Cuban paleontologist

Oscar Paulino Arredondo de la Mata (18 July 1918 – 20 July 2001) was a Cuban paleontologist. He described a number of birds and mammals of the Quaternary Period from fossils obtained from Cuban caves. He has been called the "father of Cuban vertebrate paleontology".

Oscar Arredondo was born in Havana in the Quarter of the Pillar. He lived in that area until 1955. Born in a family of ordinary means with six other siblings, he studied at the local public school (number 33). He took an interest in natural history early in life and learnt about animals on his own. In 1936 he sang with tango music groups for various radio stations and was an actor in the local theatre. In 1942 he worked at a local hair salon apart from selling fruits and as being a representative for theater workers. He continued his personal studies and sketched various local birds. In 1945 he took an interest in exploring caves and began to explore fossils found in the caves of Cuba. In order to join the expeditions of the Speleological Society of Cuba, he began to work as a postman, a job he held for the 36 years before retiring in 1984.
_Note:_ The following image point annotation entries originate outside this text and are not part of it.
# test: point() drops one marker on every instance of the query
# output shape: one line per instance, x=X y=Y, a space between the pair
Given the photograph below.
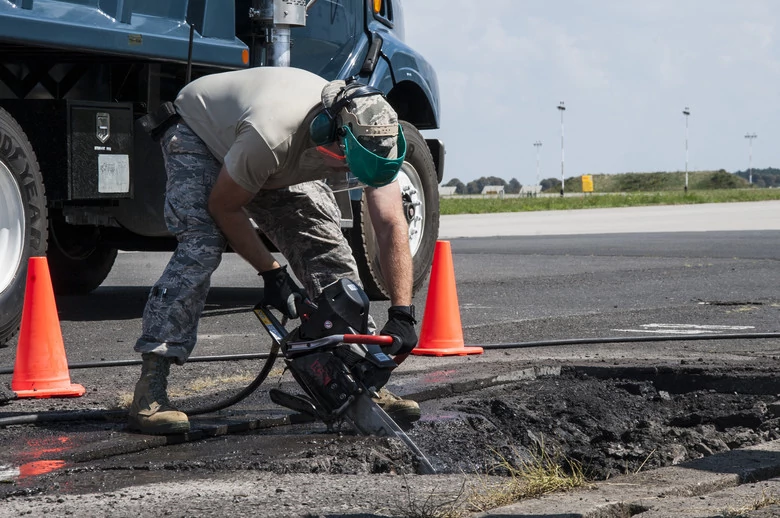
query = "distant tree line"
x=769 y=177
x=628 y=182
x=476 y=186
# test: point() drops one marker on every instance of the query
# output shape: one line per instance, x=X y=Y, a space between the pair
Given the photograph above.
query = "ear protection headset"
x=325 y=129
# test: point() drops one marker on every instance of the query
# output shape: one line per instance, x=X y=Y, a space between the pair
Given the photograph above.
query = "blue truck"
x=79 y=178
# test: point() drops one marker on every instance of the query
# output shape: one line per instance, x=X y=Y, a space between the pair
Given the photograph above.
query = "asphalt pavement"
x=584 y=268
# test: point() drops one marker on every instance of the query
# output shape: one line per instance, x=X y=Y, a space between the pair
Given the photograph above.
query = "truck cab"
x=79 y=178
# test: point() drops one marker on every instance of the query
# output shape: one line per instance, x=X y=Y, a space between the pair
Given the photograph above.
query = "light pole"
x=562 y=109
x=686 y=112
x=537 y=145
x=750 y=137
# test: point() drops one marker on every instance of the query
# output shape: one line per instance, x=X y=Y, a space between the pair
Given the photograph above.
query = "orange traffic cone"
x=442 y=333
x=41 y=368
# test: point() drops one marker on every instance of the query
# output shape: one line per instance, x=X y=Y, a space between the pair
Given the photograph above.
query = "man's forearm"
x=244 y=240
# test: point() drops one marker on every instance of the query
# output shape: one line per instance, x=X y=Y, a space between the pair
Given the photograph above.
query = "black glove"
x=400 y=326
x=280 y=291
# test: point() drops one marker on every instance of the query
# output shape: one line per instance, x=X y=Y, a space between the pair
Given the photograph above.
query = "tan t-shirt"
x=251 y=119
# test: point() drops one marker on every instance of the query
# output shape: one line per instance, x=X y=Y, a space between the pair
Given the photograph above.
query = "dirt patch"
x=610 y=427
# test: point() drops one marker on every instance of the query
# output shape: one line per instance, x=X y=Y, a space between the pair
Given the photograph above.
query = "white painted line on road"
x=667 y=331
x=695 y=326
x=684 y=329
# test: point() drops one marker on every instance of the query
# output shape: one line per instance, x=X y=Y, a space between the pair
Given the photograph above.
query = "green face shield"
x=371 y=169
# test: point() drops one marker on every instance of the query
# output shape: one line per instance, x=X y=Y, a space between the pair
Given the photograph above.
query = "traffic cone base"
x=447 y=351
x=41 y=368
x=442 y=332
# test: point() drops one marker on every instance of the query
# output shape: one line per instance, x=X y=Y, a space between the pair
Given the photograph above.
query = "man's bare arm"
x=226 y=206
x=386 y=209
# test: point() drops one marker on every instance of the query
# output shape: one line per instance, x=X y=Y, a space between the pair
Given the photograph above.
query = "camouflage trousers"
x=303 y=221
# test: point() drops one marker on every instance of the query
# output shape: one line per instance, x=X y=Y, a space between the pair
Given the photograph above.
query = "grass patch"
x=542 y=474
x=480 y=205
x=760 y=503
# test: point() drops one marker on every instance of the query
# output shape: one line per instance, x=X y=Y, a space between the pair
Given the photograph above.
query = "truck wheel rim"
x=11 y=227
x=414 y=204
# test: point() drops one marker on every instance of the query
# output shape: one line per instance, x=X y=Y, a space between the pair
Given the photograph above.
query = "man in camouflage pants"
x=235 y=152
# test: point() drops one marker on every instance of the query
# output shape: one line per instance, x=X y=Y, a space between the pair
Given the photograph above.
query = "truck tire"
x=78 y=261
x=23 y=231
x=419 y=189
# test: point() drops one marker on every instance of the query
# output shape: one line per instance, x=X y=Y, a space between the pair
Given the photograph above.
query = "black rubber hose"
x=627 y=339
x=129 y=363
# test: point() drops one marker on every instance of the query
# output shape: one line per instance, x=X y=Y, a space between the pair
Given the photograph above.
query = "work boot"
x=151 y=412
x=400 y=410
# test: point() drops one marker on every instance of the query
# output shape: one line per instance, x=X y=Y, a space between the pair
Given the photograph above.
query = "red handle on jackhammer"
x=369 y=339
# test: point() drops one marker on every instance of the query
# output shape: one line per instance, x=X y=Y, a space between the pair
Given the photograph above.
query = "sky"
x=625 y=71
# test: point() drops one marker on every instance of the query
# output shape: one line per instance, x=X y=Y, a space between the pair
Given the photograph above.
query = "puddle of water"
x=8 y=473
x=438 y=376
x=39 y=467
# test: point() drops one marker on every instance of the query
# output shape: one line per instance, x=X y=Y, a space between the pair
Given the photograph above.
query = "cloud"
x=625 y=70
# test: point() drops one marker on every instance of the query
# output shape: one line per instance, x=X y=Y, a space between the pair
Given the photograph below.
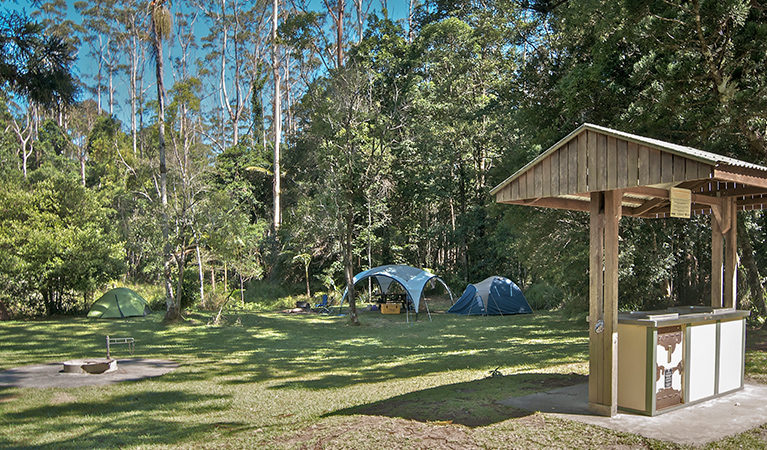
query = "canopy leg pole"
x=731 y=257
x=603 y=302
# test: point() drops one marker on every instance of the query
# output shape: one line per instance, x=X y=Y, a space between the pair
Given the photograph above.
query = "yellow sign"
x=681 y=202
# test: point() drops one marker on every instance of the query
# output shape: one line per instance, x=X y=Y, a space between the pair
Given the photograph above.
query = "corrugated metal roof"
x=687 y=152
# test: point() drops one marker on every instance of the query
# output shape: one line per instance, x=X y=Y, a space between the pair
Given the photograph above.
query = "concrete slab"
x=697 y=424
x=52 y=375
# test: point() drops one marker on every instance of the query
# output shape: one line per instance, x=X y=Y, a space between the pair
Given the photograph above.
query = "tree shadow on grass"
x=136 y=419
x=472 y=404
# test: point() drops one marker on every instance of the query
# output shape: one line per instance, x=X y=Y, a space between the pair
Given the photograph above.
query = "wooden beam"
x=649 y=205
x=752 y=201
x=646 y=191
x=717 y=262
x=733 y=175
x=603 y=285
x=552 y=202
x=596 y=293
x=610 y=340
x=731 y=257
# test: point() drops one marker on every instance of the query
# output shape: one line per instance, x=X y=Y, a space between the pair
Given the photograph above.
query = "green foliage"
x=55 y=242
x=35 y=65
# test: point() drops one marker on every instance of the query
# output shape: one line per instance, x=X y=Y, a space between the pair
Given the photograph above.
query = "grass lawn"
x=271 y=380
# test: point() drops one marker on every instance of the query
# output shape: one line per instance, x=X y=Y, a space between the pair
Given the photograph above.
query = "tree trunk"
x=277 y=115
x=752 y=271
x=348 y=266
x=173 y=309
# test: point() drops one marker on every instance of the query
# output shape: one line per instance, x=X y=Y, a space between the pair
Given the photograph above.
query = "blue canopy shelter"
x=492 y=296
x=411 y=279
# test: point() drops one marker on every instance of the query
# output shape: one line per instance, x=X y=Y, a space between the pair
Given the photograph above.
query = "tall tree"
x=161 y=25
x=276 y=114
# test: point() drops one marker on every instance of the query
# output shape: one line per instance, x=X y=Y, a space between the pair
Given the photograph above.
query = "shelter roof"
x=594 y=158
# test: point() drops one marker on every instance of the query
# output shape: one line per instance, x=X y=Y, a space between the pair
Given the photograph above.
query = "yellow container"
x=390 y=308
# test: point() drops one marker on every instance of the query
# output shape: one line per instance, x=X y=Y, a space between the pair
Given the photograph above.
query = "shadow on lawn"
x=135 y=420
x=473 y=403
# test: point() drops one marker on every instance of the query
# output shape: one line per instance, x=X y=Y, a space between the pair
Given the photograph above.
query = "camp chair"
x=324 y=306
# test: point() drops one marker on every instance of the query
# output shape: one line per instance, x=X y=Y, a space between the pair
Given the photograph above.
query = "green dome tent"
x=119 y=303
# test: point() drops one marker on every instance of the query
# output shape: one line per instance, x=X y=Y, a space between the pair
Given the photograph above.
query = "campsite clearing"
x=280 y=381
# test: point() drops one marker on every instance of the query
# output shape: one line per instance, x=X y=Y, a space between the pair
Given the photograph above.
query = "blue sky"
x=86 y=65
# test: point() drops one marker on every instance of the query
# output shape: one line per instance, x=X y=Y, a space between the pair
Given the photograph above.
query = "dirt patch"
x=530 y=421
x=471 y=415
x=756 y=340
x=62 y=397
x=8 y=398
x=386 y=432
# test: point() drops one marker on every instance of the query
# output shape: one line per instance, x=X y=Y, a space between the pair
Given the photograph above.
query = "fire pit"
x=91 y=366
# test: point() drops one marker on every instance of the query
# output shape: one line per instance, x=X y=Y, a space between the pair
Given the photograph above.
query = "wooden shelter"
x=611 y=174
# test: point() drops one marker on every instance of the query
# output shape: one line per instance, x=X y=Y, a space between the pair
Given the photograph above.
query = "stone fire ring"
x=75 y=373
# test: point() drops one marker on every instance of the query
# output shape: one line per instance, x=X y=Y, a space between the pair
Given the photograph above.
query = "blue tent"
x=492 y=296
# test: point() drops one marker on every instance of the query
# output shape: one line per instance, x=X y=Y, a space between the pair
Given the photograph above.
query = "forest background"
x=289 y=147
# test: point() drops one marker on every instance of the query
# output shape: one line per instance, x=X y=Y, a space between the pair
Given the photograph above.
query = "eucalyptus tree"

Arredondo's work on paleontology was mostly on the birds and mammals of the Quaternary, and he described a Cuban condor (he placed it in the genus Sarcoramphus, but it was later identified as Titanohierax borrasi), an eagle, several owls, including the giant Ornimegalonyx and a Teratorn. He wrote both scientific (nearly 134) and popular science articles. Several species were named after him including Pulsatrix arredondoi Brodkorb (1968), Capromys arroundondoi Varona (1984), Cerion (Strophiops) arroundondoi Jaime (1984) and
Solenodon arredondoi Morgan & Ottenwalder, (1993).